S11001: Binarize the first transparency mask of the first image after the correction of the previous frame, and take a threshold value of 0.5 to obtain a first binary image of the foreground target;

S11002. Use the first binary image as the initial value of the second binary image.

S11003: Perform a morphological erosion operation on the second binary image using a circular structural element with a size of 3x3, and update the second binary image with the obtained result:

S11004, repeat step S1003 five times;

S11005. Use the first binary image as the initial value of the third binary image.

S11006: Perform a morphological expansion operation on the third binary image using a circular structural element with a size of 3x3, and update the third binary image with the obtained result:

S11007, repeat step S1006 five times;

S11008, the true corresponding pixels in the second binary image are used as all foreground pixel sets F _c , the false corresponding pixels in the third binary image are used as all background pixel sets B _C , and the remaining pixels are used as all unknown pixel sets Z. _C.

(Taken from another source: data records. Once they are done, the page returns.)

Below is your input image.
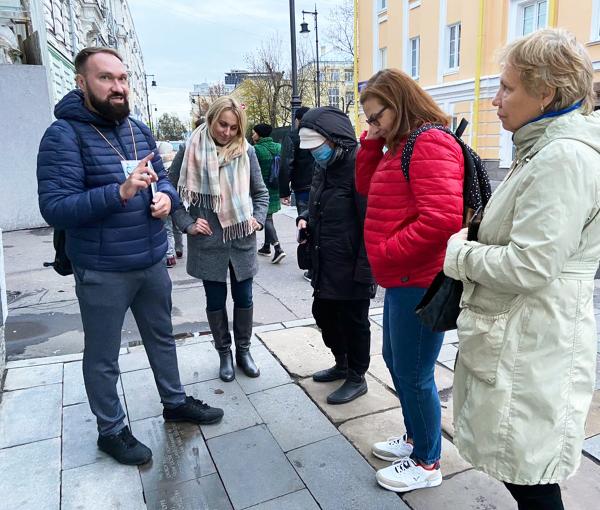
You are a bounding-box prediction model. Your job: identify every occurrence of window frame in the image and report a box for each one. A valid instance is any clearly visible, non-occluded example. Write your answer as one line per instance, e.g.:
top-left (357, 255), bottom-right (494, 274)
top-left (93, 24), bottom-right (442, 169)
top-left (409, 36), bottom-right (420, 79)
top-left (445, 22), bottom-right (461, 73)
top-left (508, 0), bottom-right (548, 41)
top-left (378, 47), bottom-right (388, 71)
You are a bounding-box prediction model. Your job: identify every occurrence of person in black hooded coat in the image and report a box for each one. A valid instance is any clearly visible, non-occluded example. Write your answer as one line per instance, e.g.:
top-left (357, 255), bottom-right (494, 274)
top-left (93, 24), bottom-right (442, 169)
top-left (296, 107), bottom-right (375, 405)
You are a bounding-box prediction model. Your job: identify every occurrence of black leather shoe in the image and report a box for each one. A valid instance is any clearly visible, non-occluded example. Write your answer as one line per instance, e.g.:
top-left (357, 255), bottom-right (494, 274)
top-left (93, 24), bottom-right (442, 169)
top-left (236, 350), bottom-right (260, 377)
top-left (218, 350), bottom-right (235, 382)
top-left (97, 426), bottom-right (152, 465)
top-left (163, 396), bottom-right (224, 425)
top-left (313, 364), bottom-right (347, 382)
top-left (326, 370), bottom-right (368, 405)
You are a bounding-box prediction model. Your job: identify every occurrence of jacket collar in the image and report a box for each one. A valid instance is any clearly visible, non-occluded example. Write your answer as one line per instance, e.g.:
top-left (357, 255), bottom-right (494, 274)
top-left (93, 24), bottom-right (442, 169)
top-left (54, 89), bottom-right (127, 128)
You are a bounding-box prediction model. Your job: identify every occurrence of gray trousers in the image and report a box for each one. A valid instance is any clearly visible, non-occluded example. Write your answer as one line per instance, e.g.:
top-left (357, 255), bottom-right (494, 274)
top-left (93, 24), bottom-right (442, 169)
top-left (74, 261), bottom-right (186, 436)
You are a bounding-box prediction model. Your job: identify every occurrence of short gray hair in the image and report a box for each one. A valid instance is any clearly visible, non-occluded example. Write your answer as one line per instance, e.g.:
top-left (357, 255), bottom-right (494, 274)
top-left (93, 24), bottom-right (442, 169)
top-left (499, 28), bottom-right (595, 114)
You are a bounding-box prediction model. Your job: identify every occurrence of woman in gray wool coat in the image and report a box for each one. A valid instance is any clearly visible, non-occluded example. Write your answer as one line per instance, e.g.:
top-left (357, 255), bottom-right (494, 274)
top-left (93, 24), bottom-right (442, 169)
top-left (170, 97), bottom-right (269, 382)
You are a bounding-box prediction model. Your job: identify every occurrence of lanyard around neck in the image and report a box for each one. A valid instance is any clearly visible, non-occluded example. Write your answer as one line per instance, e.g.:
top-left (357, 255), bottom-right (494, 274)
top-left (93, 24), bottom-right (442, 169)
top-left (90, 119), bottom-right (138, 161)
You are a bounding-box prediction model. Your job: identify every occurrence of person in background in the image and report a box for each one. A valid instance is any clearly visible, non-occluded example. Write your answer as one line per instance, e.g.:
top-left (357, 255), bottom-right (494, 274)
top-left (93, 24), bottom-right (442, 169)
top-left (157, 141), bottom-right (183, 268)
top-left (170, 97), bottom-right (269, 383)
top-left (444, 29), bottom-right (600, 510)
top-left (356, 68), bottom-right (464, 492)
top-left (280, 106), bottom-right (315, 281)
top-left (252, 123), bottom-right (286, 264)
top-left (37, 47), bottom-right (223, 466)
top-left (297, 107), bottom-right (375, 405)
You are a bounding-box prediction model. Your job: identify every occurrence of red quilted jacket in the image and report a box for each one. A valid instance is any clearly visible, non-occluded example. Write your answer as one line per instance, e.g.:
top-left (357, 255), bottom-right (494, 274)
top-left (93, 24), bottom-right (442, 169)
top-left (355, 129), bottom-right (464, 288)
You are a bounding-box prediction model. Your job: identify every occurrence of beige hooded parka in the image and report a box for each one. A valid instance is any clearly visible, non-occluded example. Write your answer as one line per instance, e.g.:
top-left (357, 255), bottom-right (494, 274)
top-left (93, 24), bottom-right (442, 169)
top-left (444, 110), bottom-right (600, 484)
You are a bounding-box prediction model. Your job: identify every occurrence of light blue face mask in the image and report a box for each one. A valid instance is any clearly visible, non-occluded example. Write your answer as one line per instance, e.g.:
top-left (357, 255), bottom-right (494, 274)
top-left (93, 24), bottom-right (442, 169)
top-left (311, 143), bottom-right (334, 163)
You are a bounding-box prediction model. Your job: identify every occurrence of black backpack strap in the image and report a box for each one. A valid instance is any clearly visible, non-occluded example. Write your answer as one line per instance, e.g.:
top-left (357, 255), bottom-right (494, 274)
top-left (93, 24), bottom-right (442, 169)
top-left (400, 123), bottom-right (446, 181)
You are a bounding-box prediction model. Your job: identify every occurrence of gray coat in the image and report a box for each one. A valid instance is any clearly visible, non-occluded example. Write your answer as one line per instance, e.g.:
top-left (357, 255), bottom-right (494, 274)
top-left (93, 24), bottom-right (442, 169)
top-left (170, 144), bottom-right (269, 282)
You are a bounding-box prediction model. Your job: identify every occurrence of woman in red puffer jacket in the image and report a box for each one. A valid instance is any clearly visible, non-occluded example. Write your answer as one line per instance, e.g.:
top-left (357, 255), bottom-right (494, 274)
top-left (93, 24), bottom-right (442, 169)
top-left (355, 69), bottom-right (463, 493)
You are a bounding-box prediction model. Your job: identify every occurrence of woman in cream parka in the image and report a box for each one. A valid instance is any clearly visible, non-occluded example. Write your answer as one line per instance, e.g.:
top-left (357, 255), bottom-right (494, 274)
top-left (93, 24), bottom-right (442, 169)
top-left (444, 29), bottom-right (600, 509)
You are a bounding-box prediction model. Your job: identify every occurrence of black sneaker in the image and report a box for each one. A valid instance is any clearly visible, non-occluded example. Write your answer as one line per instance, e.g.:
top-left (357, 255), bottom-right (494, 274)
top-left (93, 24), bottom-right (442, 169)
top-left (163, 396), bottom-right (224, 425)
top-left (271, 245), bottom-right (286, 264)
top-left (258, 244), bottom-right (271, 256)
top-left (97, 426), bottom-right (152, 465)
top-left (303, 271), bottom-right (312, 282)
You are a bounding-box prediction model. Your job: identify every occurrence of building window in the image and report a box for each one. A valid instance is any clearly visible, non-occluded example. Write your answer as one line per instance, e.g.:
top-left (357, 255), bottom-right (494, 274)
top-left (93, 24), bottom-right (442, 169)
top-left (331, 69), bottom-right (340, 82)
top-left (378, 47), bottom-right (388, 71)
top-left (345, 91), bottom-right (354, 109)
top-left (345, 69), bottom-right (353, 83)
top-left (328, 87), bottom-right (340, 107)
top-left (378, 0), bottom-right (387, 12)
top-left (520, 1), bottom-right (547, 36)
top-left (446, 23), bottom-right (461, 71)
top-left (410, 37), bottom-right (420, 79)
top-left (318, 70), bottom-right (326, 82)
top-left (592, 0), bottom-right (600, 41)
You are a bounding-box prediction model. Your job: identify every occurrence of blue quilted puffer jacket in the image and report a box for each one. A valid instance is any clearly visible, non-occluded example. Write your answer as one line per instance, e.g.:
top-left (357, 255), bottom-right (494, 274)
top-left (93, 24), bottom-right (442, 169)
top-left (37, 89), bottom-right (180, 272)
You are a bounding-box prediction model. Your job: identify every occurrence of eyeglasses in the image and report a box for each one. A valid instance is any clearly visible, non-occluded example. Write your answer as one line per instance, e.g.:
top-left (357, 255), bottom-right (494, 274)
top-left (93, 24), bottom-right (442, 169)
top-left (366, 106), bottom-right (388, 127)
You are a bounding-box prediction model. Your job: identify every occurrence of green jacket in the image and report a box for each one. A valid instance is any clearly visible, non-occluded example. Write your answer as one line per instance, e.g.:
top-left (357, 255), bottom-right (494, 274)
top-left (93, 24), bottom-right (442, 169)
top-left (254, 137), bottom-right (281, 214)
top-left (444, 110), bottom-right (600, 484)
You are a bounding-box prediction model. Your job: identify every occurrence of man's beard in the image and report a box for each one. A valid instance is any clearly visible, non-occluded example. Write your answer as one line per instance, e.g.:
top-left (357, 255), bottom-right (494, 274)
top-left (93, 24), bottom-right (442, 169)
top-left (88, 90), bottom-right (130, 122)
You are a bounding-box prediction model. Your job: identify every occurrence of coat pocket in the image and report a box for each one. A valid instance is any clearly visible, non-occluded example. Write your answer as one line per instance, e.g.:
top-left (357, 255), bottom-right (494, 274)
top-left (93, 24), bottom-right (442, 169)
top-left (456, 307), bottom-right (509, 385)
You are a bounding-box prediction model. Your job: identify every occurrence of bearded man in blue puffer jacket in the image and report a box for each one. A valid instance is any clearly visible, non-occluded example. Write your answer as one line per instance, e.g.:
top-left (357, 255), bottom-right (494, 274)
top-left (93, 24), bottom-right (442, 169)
top-left (37, 47), bottom-right (223, 465)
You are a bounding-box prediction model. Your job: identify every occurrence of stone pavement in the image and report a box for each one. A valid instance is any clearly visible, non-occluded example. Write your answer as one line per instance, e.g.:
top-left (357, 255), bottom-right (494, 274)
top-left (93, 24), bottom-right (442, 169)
top-left (2, 313), bottom-right (600, 509)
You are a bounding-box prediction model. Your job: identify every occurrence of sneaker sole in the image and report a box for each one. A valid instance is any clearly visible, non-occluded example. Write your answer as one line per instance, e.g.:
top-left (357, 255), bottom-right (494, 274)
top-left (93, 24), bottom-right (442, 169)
top-left (258, 252), bottom-right (271, 257)
top-left (326, 385), bottom-right (368, 405)
top-left (97, 446), bottom-right (152, 466)
top-left (372, 450), bottom-right (406, 462)
top-left (376, 476), bottom-right (442, 493)
top-left (163, 415), bottom-right (224, 425)
top-left (271, 253), bottom-right (286, 264)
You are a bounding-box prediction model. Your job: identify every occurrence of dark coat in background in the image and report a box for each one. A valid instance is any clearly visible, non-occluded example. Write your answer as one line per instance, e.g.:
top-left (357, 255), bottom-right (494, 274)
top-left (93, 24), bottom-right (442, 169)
top-left (279, 129), bottom-right (315, 198)
top-left (298, 107), bottom-right (374, 300)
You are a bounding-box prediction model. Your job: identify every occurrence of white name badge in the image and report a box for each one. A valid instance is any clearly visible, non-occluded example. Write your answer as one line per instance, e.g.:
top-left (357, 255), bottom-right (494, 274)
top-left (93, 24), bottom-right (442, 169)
top-left (121, 160), bottom-right (157, 198)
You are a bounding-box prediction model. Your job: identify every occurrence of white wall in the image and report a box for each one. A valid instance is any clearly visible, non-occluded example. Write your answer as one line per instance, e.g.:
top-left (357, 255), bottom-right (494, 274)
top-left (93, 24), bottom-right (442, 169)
top-left (0, 64), bottom-right (52, 230)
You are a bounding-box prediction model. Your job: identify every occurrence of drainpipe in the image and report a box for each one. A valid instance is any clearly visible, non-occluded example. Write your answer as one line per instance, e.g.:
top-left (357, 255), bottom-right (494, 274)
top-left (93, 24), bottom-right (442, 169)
top-left (66, 0), bottom-right (78, 57)
top-left (353, 0), bottom-right (359, 137)
top-left (548, 0), bottom-right (558, 27)
top-left (471, 0), bottom-right (485, 151)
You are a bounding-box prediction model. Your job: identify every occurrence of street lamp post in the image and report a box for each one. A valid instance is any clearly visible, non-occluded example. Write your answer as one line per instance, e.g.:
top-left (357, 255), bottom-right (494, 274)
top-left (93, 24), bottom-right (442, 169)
top-left (300, 5), bottom-right (320, 107)
top-left (144, 73), bottom-right (157, 136)
top-left (289, 0), bottom-right (302, 126)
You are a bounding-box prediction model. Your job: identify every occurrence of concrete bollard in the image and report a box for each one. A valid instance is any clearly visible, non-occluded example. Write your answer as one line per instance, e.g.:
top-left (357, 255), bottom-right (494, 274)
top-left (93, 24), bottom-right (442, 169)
top-left (0, 228), bottom-right (7, 386)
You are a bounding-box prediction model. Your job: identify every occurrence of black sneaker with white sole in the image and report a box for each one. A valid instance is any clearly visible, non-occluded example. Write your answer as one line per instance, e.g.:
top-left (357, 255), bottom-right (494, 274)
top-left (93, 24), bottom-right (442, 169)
top-left (163, 396), bottom-right (224, 425)
top-left (271, 245), bottom-right (286, 264)
top-left (97, 426), bottom-right (152, 465)
top-left (258, 244), bottom-right (271, 256)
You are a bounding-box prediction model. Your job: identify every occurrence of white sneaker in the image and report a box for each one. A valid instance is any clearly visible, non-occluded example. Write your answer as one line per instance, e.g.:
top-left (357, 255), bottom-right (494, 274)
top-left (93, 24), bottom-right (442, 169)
top-left (376, 458), bottom-right (442, 493)
top-left (372, 434), bottom-right (414, 461)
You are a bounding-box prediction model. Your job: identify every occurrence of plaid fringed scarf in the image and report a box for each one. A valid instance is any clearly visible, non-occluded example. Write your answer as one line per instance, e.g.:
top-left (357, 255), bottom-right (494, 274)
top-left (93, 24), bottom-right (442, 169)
top-left (178, 124), bottom-right (253, 242)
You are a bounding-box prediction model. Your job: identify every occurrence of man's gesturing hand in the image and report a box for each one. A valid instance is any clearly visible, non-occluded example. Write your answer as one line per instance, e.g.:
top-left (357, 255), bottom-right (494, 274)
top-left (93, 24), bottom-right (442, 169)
top-left (151, 192), bottom-right (172, 219)
top-left (119, 153), bottom-right (157, 201)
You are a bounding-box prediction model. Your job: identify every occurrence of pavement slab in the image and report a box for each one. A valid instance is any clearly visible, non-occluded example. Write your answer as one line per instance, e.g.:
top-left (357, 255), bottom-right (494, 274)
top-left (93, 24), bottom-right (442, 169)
top-left (131, 417), bottom-right (216, 489)
top-left (175, 340), bottom-right (221, 386)
top-left (63, 360), bottom-right (123, 406)
top-left (62, 400), bottom-right (128, 471)
top-left (585, 389), bottom-right (600, 438)
top-left (185, 379), bottom-right (263, 440)
top-left (338, 408), bottom-right (471, 476)
top-left (2, 362), bottom-right (63, 390)
top-left (249, 383), bottom-right (339, 452)
top-left (402, 468), bottom-right (516, 510)
top-left (61, 458), bottom-right (146, 510)
top-left (245, 489), bottom-right (319, 510)
top-left (370, 322), bottom-right (384, 355)
top-left (144, 474), bottom-right (233, 510)
top-left (440, 395), bottom-right (455, 438)
top-left (437, 343), bottom-right (458, 363)
top-left (120, 367), bottom-right (164, 421)
top-left (561, 456), bottom-right (600, 510)
top-left (257, 326), bottom-right (333, 378)
top-left (299, 373), bottom-right (399, 425)
top-left (0, 382), bottom-right (62, 448)
top-left (235, 343), bottom-right (293, 395)
top-left (583, 433), bottom-right (600, 461)
top-left (207, 424), bottom-right (304, 510)
top-left (0, 438), bottom-right (61, 510)
top-left (287, 435), bottom-right (406, 510)
top-left (368, 353), bottom-right (395, 389)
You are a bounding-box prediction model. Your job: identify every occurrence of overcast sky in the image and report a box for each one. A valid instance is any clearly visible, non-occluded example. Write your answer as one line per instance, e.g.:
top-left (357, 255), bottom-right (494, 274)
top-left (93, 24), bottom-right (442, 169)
top-left (128, 0), bottom-right (343, 122)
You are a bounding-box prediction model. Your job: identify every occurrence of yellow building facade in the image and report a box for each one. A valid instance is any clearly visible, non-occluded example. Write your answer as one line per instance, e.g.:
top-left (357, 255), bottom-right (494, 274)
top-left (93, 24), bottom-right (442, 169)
top-left (357, 0), bottom-right (600, 169)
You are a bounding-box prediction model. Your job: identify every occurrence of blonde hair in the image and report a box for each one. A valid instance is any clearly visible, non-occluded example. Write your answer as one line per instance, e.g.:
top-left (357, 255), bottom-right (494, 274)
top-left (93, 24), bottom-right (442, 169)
top-left (360, 69), bottom-right (450, 153)
top-left (206, 96), bottom-right (247, 161)
top-left (499, 28), bottom-right (595, 114)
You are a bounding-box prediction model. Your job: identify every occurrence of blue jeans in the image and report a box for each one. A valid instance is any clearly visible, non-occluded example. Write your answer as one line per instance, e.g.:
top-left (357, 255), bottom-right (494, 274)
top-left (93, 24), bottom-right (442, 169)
top-left (382, 287), bottom-right (444, 464)
top-left (203, 264), bottom-right (253, 311)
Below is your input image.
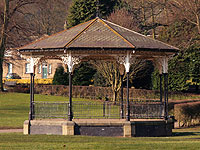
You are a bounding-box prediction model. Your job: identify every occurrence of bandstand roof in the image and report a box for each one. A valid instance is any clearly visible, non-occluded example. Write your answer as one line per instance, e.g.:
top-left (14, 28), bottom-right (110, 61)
top-left (18, 17), bottom-right (178, 58)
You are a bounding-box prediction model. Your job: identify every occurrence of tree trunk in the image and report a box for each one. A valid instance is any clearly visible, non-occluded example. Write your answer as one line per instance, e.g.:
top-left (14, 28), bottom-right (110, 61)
top-left (0, 0), bottom-right (9, 92)
top-left (151, 4), bottom-right (156, 39)
top-left (196, 14), bottom-right (200, 34)
top-left (0, 57), bottom-right (4, 91)
top-left (164, 0), bottom-right (169, 25)
top-left (142, 0), bottom-right (146, 26)
top-left (112, 90), bottom-right (117, 104)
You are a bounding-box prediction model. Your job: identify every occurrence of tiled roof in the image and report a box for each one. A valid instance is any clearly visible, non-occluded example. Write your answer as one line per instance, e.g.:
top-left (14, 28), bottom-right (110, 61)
top-left (19, 19), bottom-right (94, 49)
top-left (104, 20), bottom-right (178, 50)
top-left (19, 17), bottom-right (178, 52)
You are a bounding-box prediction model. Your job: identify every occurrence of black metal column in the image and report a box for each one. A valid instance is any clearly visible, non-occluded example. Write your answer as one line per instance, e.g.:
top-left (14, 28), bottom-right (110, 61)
top-left (126, 72), bottom-right (130, 121)
top-left (29, 73), bottom-right (33, 121)
top-left (68, 72), bottom-right (73, 121)
top-left (164, 73), bottom-right (168, 120)
top-left (159, 74), bottom-right (163, 103)
top-left (120, 75), bottom-right (124, 119)
top-left (32, 74), bottom-right (35, 119)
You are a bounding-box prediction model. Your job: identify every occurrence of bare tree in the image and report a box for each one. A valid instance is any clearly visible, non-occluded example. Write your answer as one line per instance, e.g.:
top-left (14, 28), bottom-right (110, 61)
top-left (107, 8), bottom-right (140, 32)
top-left (0, 0), bottom-right (9, 91)
top-left (122, 0), bottom-right (170, 37)
top-left (170, 0), bottom-right (200, 34)
top-left (0, 0), bottom-right (37, 91)
top-left (24, 0), bottom-right (71, 36)
top-left (91, 59), bottom-right (146, 102)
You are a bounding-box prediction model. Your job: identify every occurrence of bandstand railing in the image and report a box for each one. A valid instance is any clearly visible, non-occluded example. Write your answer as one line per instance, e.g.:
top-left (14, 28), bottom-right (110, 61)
top-left (32, 100), bottom-right (164, 120)
top-left (33, 101), bottom-right (69, 119)
top-left (129, 101), bottom-right (164, 119)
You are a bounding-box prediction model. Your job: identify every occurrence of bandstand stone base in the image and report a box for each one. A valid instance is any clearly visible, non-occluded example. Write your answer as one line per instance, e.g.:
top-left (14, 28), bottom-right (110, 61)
top-left (23, 119), bottom-right (174, 137)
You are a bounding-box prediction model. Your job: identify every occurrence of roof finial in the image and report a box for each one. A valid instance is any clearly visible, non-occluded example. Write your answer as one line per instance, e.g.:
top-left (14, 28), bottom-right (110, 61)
top-left (96, 0), bottom-right (100, 18)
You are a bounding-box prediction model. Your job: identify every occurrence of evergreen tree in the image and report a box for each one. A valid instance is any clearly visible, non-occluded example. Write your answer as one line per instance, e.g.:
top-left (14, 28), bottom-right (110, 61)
top-left (93, 71), bottom-right (107, 87)
top-left (67, 0), bottom-right (121, 27)
top-left (152, 45), bottom-right (200, 92)
top-left (72, 62), bottom-right (96, 86)
top-left (53, 66), bottom-right (69, 85)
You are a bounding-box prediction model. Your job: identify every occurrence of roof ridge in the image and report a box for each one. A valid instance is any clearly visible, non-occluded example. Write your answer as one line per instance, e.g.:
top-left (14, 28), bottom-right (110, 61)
top-left (102, 19), bottom-right (179, 50)
top-left (99, 18), bottom-right (135, 48)
top-left (64, 18), bottom-right (98, 48)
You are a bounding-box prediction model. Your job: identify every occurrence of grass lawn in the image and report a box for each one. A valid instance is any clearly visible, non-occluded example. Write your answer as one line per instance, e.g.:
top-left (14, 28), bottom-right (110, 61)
top-left (0, 92), bottom-right (92, 129)
top-left (0, 127), bottom-right (200, 150)
top-left (1, 92), bottom-right (200, 128)
top-left (1, 92), bottom-right (200, 149)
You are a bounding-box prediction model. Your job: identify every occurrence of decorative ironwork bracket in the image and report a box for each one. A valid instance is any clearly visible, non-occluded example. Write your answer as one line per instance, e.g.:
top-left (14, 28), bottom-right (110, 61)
top-left (26, 56), bottom-right (43, 73)
top-left (60, 53), bottom-right (82, 72)
top-left (117, 52), bottom-right (136, 73)
top-left (153, 56), bottom-right (168, 74)
top-left (162, 56), bottom-right (168, 74)
top-left (153, 58), bottom-right (163, 74)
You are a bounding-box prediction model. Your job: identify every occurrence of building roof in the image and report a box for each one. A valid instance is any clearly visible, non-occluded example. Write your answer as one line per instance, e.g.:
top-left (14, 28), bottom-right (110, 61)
top-left (18, 17), bottom-right (178, 52)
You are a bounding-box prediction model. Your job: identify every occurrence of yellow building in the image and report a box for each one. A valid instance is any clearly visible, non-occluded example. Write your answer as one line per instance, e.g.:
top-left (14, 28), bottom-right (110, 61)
top-left (3, 50), bottom-right (65, 80)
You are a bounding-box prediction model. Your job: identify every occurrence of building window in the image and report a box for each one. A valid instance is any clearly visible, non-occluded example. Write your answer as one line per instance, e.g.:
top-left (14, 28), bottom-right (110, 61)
top-left (25, 63), bottom-right (30, 73)
top-left (38, 64), bottom-right (41, 74)
top-left (8, 63), bottom-right (12, 74)
top-left (48, 64), bottom-right (52, 74)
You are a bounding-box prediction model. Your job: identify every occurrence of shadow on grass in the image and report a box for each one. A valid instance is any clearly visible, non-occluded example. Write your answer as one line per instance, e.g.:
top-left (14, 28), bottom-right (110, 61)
top-left (173, 132), bottom-right (200, 136)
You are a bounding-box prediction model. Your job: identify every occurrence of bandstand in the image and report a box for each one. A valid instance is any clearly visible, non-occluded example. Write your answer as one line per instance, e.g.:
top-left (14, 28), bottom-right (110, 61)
top-left (19, 17), bottom-right (178, 137)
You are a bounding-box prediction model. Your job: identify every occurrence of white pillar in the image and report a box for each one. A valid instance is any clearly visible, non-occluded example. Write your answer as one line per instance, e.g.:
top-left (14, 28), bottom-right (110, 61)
top-left (125, 52), bottom-right (130, 73)
top-left (29, 57), bottom-right (34, 73)
top-left (162, 56), bottom-right (168, 74)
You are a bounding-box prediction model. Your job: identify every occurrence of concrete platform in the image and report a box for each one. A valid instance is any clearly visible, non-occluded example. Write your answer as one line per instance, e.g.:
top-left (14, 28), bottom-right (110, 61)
top-left (24, 119), bottom-right (174, 137)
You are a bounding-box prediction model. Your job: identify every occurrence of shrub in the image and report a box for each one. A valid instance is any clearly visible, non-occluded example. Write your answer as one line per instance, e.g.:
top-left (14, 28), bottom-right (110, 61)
top-left (174, 102), bottom-right (200, 127)
top-left (3, 79), bottom-right (53, 84)
top-left (53, 66), bottom-right (69, 85)
top-left (73, 62), bottom-right (96, 86)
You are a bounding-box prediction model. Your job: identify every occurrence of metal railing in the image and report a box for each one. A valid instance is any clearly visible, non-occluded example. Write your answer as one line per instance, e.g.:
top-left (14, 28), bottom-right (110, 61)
top-left (130, 102), bottom-right (164, 119)
top-left (32, 100), bottom-right (164, 119)
top-left (73, 101), bottom-right (122, 119)
top-left (33, 101), bottom-right (69, 119)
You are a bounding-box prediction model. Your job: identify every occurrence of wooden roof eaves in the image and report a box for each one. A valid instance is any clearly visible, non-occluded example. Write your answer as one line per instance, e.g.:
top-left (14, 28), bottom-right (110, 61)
top-left (18, 47), bottom-right (65, 53)
top-left (67, 47), bottom-right (134, 51)
top-left (19, 46), bottom-right (178, 55)
top-left (135, 48), bottom-right (179, 53)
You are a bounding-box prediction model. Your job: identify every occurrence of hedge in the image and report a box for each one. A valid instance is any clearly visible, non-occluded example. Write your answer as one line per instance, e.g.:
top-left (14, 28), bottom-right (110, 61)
top-left (3, 79), bottom-right (53, 84)
top-left (174, 102), bottom-right (200, 127)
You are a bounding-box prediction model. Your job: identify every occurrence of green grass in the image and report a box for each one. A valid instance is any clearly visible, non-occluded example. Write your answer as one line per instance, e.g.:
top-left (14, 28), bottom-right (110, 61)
top-left (0, 92), bottom-right (92, 128)
top-left (0, 127), bottom-right (200, 150)
top-left (1, 92), bottom-right (200, 149)
top-left (1, 92), bottom-right (199, 128)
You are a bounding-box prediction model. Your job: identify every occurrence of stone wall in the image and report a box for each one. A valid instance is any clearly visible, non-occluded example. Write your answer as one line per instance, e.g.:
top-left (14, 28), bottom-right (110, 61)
top-left (24, 119), bottom-right (174, 137)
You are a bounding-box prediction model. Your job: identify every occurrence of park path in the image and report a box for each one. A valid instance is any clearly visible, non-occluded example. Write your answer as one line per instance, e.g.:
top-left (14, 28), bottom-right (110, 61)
top-left (0, 129), bottom-right (23, 133)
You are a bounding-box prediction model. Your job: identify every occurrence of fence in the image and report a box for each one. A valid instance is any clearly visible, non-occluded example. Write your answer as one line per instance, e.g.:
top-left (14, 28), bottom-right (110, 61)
top-left (130, 102), bottom-right (164, 119)
top-left (33, 100), bottom-right (164, 119)
top-left (33, 101), bottom-right (69, 119)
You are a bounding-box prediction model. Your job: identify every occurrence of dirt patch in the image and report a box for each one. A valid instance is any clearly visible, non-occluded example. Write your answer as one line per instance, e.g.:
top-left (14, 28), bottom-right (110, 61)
top-left (0, 129), bottom-right (23, 133)
top-left (0, 127), bottom-right (22, 130)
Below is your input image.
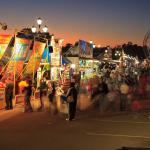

It can be understood that repeating the above steps S100 to S900 for each frame image in the video will extract all foreground targets in the video. However, considering that video frames often have continuity and similarity in the picture content between each frame of the image and its subsequent frame, in order to make full use of this coherence and similarity, the above embodiment may also be based on the previous frame. The first transparency mask of the modified first image divides all foreground pixel sets F _c , all background pixel sets B _C and all unknown pixel sets Z _C in the first image corresponding to the current frame, so that it can be used in image processing Strike a balance between accuracy and efficiency; that is, this embodiment has the inherited characteristics: it inherits the transparency mask of the previous frame, and uses the transparency mask to divide the foreground pixel set and background of the next frame The pixel set and the unknown pixel set. In view of the continuity and similarity in the picture content, this division not only relies on the transparency mask of the previous frame but also uses the means of morphological erosion and morphological expansion, which belong to the disclosure An innovation point.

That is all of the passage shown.